Fruitful RDF vocabularies are like cherries not bananas

The SEMIC style guide for semantic engineers is a very interesting document this is currently in review. It is part of a set of actions with the aim:

to promote semantic interoperability amongst the EU Member States, with the objective of fostering the use of standards by, for example, offering guidelines and expert advice on semantic interoperability for public administrations.

I am interested in the re-usability of RDF vocabularies: what is it that makes it easy or hard to take terms from an existing vocabulary and use them when creating a schema for describing something. That seems to me to be important for interoperability in a world where we know that there is going to be more than one standard for any domain and where we also know that no domain is entirely isolated from its neighbours which will have their own native standards. We need data at an atomic level that can persist through expressions conformant with different standards, and that is easiest if the different standards share terms where possible.

This idea of reusing terms from vocabularies is core to the idea of application profiles, and to the way that we conceive Dublin Core and LRMI terms being used, and indeed the way they are being used in the IEEE P2881 Learning Metadata work. One well known example of an application profile that reuses terms from Dublin Core is the Data Cataloguing Vocabulary DCAT which uses terms from Dublin Core, ODRL, FOAF, prov, and few terms created specifically for DCAT to describe entities and relationships according to its own conceptual domain model.

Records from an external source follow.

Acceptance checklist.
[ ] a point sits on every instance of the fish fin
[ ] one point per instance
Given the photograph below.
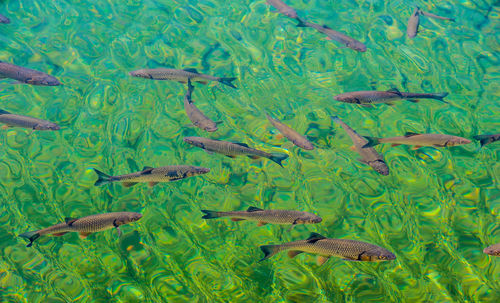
(191, 70)
(293, 253)
(31, 236)
(269, 251)
(227, 81)
(315, 237)
(278, 157)
(83, 235)
(102, 178)
(372, 141)
(252, 209)
(69, 221)
(210, 214)
(59, 234)
(410, 134)
(320, 260)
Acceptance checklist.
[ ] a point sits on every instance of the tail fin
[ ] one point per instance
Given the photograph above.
(278, 157)
(269, 251)
(301, 23)
(227, 81)
(30, 235)
(372, 141)
(211, 214)
(103, 178)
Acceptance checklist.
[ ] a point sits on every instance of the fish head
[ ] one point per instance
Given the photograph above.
(380, 167)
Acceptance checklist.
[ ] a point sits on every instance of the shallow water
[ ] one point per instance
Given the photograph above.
(436, 211)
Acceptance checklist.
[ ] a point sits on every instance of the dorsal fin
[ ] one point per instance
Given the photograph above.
(191, 70)
(315, 237)
(70, 221)
(410, 134)
(252, 209)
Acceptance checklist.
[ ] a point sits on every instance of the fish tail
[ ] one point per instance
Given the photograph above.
(301, 23)
(30, 235)
(227, 81)
(372, 141)
(103, 178)
(278, 157)
(211, 214)
(269, 251)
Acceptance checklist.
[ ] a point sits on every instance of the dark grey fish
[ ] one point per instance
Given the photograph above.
(4, 19)
(349, 250)
(85, 226)
(232, 150)
(370, 97)
(26, 75)
(369, 155)
(487, 139)
(195, 115)
(335, 35)
(180, 75)
(152, 175)
(13, 120)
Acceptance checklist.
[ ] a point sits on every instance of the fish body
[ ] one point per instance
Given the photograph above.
(152, 175)
(437, 140)
(195, 115)
(335, 35)
(493, 250)
(13, 120)
(370, 97)
(413, 23)
(368, 155)
(291, 134)
(26, 75)
(85, 225)
(4, 19)
(275, 216)
(283, 8)
(487, 139)
(232, 150)
(180, 75)
(349, 250)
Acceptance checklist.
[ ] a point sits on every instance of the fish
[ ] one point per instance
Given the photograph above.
(26, 75)
(85, 225)
(369, 155)
(427, 14)
(283, 8)
(493, 250)
(195, 115)
(274, 216)
(413, 23)
(419, 140)
(348, 250)
(334, 35)
(291, 134)
(233, 149)
(152, 175)
(487, 139)
(4, 19)
(180, 75)
(13, 120)
(372, 97)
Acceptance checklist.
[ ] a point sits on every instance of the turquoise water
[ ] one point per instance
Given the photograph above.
(436, 211)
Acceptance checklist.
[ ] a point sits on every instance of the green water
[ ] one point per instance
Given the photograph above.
(436, 211)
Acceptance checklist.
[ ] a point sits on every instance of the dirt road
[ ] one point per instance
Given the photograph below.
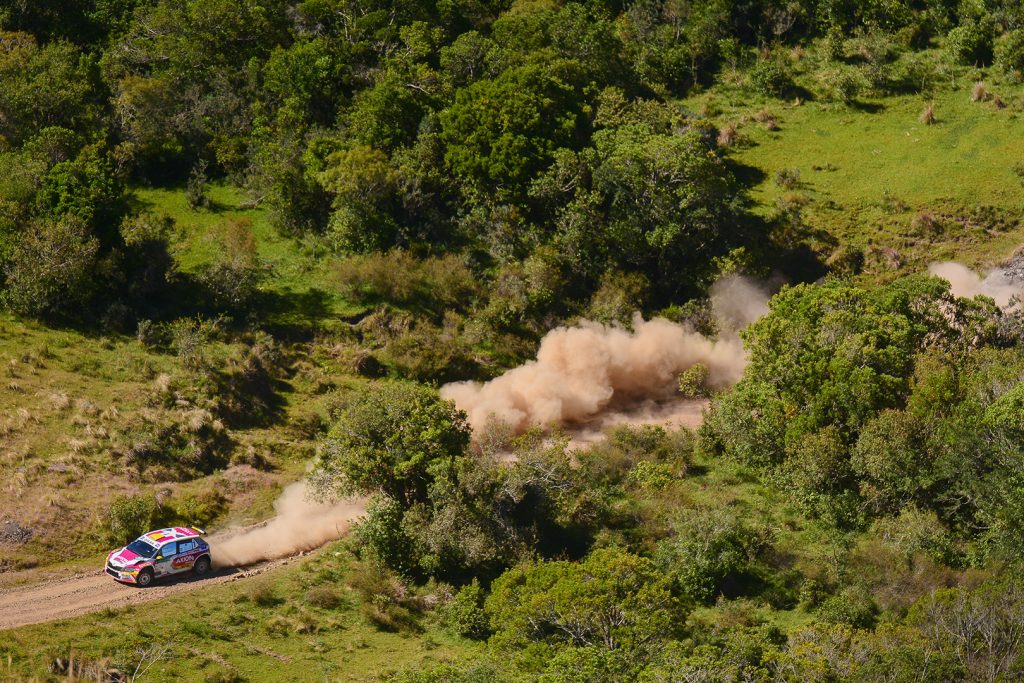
(83, 593)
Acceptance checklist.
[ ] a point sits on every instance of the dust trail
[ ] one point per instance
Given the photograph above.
(999, 284)
(300, 524)
(672, 414)
(585, 371)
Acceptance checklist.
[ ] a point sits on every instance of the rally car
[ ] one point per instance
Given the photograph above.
(160, 553)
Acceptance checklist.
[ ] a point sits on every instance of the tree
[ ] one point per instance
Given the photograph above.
(52, 85)
(50, 271)
(707, 552)
(613, 602)
(386, 440)
(501, 132)
(364, 185)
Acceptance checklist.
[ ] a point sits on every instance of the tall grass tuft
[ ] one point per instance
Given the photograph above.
(928, 116)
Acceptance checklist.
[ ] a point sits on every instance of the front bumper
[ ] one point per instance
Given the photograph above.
(121, 573)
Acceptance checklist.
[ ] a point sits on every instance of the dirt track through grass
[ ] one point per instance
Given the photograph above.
(84, 593)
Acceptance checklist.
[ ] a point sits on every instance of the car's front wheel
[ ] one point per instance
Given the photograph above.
(144, 578)
(202, 565)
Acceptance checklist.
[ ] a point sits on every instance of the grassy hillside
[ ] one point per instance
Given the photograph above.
(871, 174)
(305, 622)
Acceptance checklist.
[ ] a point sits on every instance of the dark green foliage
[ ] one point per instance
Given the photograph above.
(465, 614)
(825, 365)
(129, 517)
(388, 439)
(51, 269)
(48, 85)
(769, 77)
(501, 132)
(196, 187)
(609, 612)
(1010, 54)
(971, 43)
(709, 553)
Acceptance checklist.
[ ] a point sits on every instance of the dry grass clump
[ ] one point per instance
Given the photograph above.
(928, 116)
(728, 135)
(60, 401)
(766, 119)
(927, 224)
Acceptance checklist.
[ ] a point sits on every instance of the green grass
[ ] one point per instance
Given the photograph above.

The SEMIC guidelines have lots of interesting things to say about reuse, including rules on what you can and cannot do when taking a terms from existing vocabularies in various ways including reuse “as-is”, reuse with “terminological adaptations” and reuse with “semantic adaptations”. I read these with special interest as I have written similar guidelines for Credential Engine’s Borrowed Terms policy. I am pleased to say we came to the same conclusion (phew). In discussion with the SEMIC authors that conclusion was described as “don’t cherry-pick”, that is: when you borrow or reuse a term from a vocabulary you must comply with everything that the–let’s use the O word here–ontology in which it was defined says about it. That’s not just the textual definition of the term but all that is entailed by statements about domain, range, relationships with other properties and so on. If the original ontology defines, directly or indirectly, “familyName” as being the name of a real person, then don’t use it for fictional characters.


“The problem with object-oriented languages is they’ve got all this implicit environment that they carry around with them. You wanted a banana but what you got was a gorilla holding the banana and the entire jungle.”

Joe Armstrong, Coders at Work

I want to cherry-pick. I am looking for cherries, not bananas! I am looking for “lightweight” ontologies, so if you want your terms to be widely reused please create them as such (and this is also in the SEMIC guidelines). Define terms in such a way that they are free from too much baggage: you can always add that later, if you need it, but others can be left to add their own. One example of this is the way in which many Dublin Core Terms are defined without a rdfs:domain declaration. That is what allowed DCAT and others to use them with any class that fits their own domain model. Where ranges are declared for Dublin Core Terms they are deliberately broadly defined. The approach taken by in some ways goes further by not using rdfs:domain and rdfs:range but instead defining domainIncludes and rangeIncludes where the value is “a class that constitutes (one of) the expected type(s)” (my emphasis): by being non-exclusive domainIncludes and rangeIncludes provide a hint at what is expected without saying that you cannot use anything else.

If you’re interested in this line of thinking, then read the special section of Volume 41, Issue 4 of the Bulletin of the Association for Information Science and Technology on Linked Data and the Charm of Weak Semantics edited by Tom Baker and Stuart Sutton (2015).